Интересно отметить в связи с вышесказанным и необычайную чистоплотность Смердякова, ненавидящего и презирающего Россию и «нашего подлеца», который «в своей нищете смердит и ничего в этом дурного не находит» (14, 205).

«...в Смердякове мало-помалу проявилась вдруг ужасная какая-то брезгливость:

сидит за супом, возьмет ложку и ищет-ищет в супе, нагибается, высматривает, почерпнет ложку и поднимет на свет.– Таракан, что ли? – спросит, бывало, Григорий... Чистоплотный юноша никогда не отвечал, но и с хлебом, и со всеми кушаниями оказалось то же самое: подымет, бывало, кусок на вилке на свет, рассматривает точно в микроскоп, долго, бывало, решается и наконец-то решится в рот отправить» (14, 115). В этой брезгливости Смердякова есть нечто общее с брезгливостью отца Ферапонта, изгоняющего видимых только ему чертей из монастырского скита: «–Извергая извергну! – и тотчас же начал, обращаясь во все четыре стороны попеременно, крестить стены и все четыре угла кельи рукой. Это действие отца Ферапонта тотчас же поняли сопровождавшие его;

ибо знали, что и всегда так делал, куда не входил, и что и не сядет и слова не скажет, прежде чем не изгонит нечистую силу» (14, 302). Отец Ферапонт, удаляющийся от общего греха, «один спасающийся», не желает ходить в монастырь, где «смердит» черт.

«Я к игумену прошлого года во Святую Пятидесятницу восходил, а с тех пор и не был... Как стал от игумена выходить, смотрю – один за дверь от меня прячется, да матерый такой, аршина в полтора али больше росту, хвостище же толстый бурый, длинный, да концом хвоста в щель дверную и попади, а я не будь глуп, дверь-то вдруг и прихлопнул, да хвост-то ему и защемил. Как завизжит, начал биться, а я его крестным знамением, да трижды,– и закрестил. Тут и подох, как паук давлений. Теперь надоть быть прогнил в углу-то, смердит, а они-то не видят, не чухают. Год не хожу» (14, 300). Из романа мы, однако, знаем, что черти являются порождением тех, кто их видит.

Смердяков, как и Иван, презирающий «смердящую плоть», спасается от нее усиленной чистоплотностью, помадой и духами. «...Прибыл из Москвы к нам в хорошем платье, в чистом сюртуке и белье, очень тщательно вычищал сам щеткой свое платье неизменно по два раза в день, а сапоги свои опойковые, щегольские, ужасно любил чистить особенною английскою ваксой так, чтоб они сверкали как зеркало... Федор Павлович положил ему жалование, и это жалование Смердяков употреблял чуть не в целости на платье, на помаду, на духи и проч.» (14, 116). Это «отделение» его от плоти, видимо, нашло выражение и в указании на его скопчество.
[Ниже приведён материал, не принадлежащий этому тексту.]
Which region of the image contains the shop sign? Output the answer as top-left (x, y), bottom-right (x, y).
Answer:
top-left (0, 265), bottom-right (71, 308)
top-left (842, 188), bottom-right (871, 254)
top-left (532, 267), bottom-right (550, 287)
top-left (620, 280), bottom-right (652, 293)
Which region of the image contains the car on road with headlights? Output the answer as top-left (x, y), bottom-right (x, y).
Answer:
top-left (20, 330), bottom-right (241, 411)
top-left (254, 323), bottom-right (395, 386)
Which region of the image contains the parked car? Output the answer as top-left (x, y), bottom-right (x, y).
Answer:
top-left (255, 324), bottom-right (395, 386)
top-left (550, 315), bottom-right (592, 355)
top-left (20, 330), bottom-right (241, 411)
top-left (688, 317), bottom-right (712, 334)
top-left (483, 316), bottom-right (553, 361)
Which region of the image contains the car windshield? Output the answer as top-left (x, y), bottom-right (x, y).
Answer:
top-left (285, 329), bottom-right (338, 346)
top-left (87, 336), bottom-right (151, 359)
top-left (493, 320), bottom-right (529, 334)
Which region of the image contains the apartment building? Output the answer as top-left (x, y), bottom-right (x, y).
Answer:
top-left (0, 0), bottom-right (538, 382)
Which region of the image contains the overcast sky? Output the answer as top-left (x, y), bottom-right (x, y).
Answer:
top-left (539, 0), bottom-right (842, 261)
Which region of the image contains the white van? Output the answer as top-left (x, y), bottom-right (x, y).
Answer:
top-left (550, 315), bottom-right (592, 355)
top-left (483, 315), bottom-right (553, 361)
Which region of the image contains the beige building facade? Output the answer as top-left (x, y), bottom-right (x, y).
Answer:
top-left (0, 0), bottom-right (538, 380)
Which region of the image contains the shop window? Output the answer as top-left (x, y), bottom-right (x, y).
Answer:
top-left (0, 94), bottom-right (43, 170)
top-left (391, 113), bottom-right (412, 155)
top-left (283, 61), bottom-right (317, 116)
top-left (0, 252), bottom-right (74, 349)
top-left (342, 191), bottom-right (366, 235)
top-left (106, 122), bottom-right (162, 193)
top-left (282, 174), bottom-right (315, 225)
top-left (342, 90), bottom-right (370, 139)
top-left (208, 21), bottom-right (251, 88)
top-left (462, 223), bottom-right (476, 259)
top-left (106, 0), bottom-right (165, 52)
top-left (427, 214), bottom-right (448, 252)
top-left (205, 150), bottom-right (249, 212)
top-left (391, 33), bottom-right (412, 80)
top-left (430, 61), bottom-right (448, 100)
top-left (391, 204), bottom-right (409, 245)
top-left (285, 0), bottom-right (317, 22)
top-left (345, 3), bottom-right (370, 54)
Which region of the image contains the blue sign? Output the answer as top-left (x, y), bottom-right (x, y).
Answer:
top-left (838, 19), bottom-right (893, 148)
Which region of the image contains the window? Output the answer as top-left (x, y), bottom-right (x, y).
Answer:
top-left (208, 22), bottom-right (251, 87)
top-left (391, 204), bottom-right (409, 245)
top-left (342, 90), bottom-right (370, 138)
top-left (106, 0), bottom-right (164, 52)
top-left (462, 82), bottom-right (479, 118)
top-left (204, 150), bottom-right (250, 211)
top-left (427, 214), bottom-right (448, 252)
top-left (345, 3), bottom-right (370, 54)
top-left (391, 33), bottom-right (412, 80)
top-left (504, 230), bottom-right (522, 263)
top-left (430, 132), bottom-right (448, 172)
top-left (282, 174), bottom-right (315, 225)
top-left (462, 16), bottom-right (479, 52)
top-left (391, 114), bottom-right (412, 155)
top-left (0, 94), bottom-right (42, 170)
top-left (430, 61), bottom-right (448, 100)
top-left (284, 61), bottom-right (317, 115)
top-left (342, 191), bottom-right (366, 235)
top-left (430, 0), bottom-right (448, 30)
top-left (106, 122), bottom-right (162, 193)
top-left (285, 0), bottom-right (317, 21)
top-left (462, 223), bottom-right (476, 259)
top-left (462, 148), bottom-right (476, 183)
Интересно, что практически все герои романа связаны причастностью к греху убийства – делом или помышлением. Дуэль Зиновия (отца Зосимы), убийство любимой женщины таинственным посетителем, «коллективное убийство» Илюшечки Митенькой и мальчиками, «убийство» Жучки, Лизин «распятый мальчик», Алешино «расстрелять» и т. д. И этот грех, как и грех Христова распятия, падает на всех людей, но и очищает всех людей, съединенных во Христе – основе будущей мировой гармонии. Ибо неверен сам вопрос, поставленный Иваном: «Скажи мне прямо, я зову тебя – отвечай:

представь, что это ты сам возводишь здание судьбы человеческой с целью в финале осчастливить людей, дать им, наконец, мир и покой, но для этого необходимо и неминуемо предстояло бы замучить всего лишь одно только крохотное созданьице, вот того самого ребеночка, бившего себя кулаченком в грудь, и на неотмщенных слезках его основать это здание, согласился ли бы ты быть архитектором на этих условиях, скажи и не лги!» (14, 223–224).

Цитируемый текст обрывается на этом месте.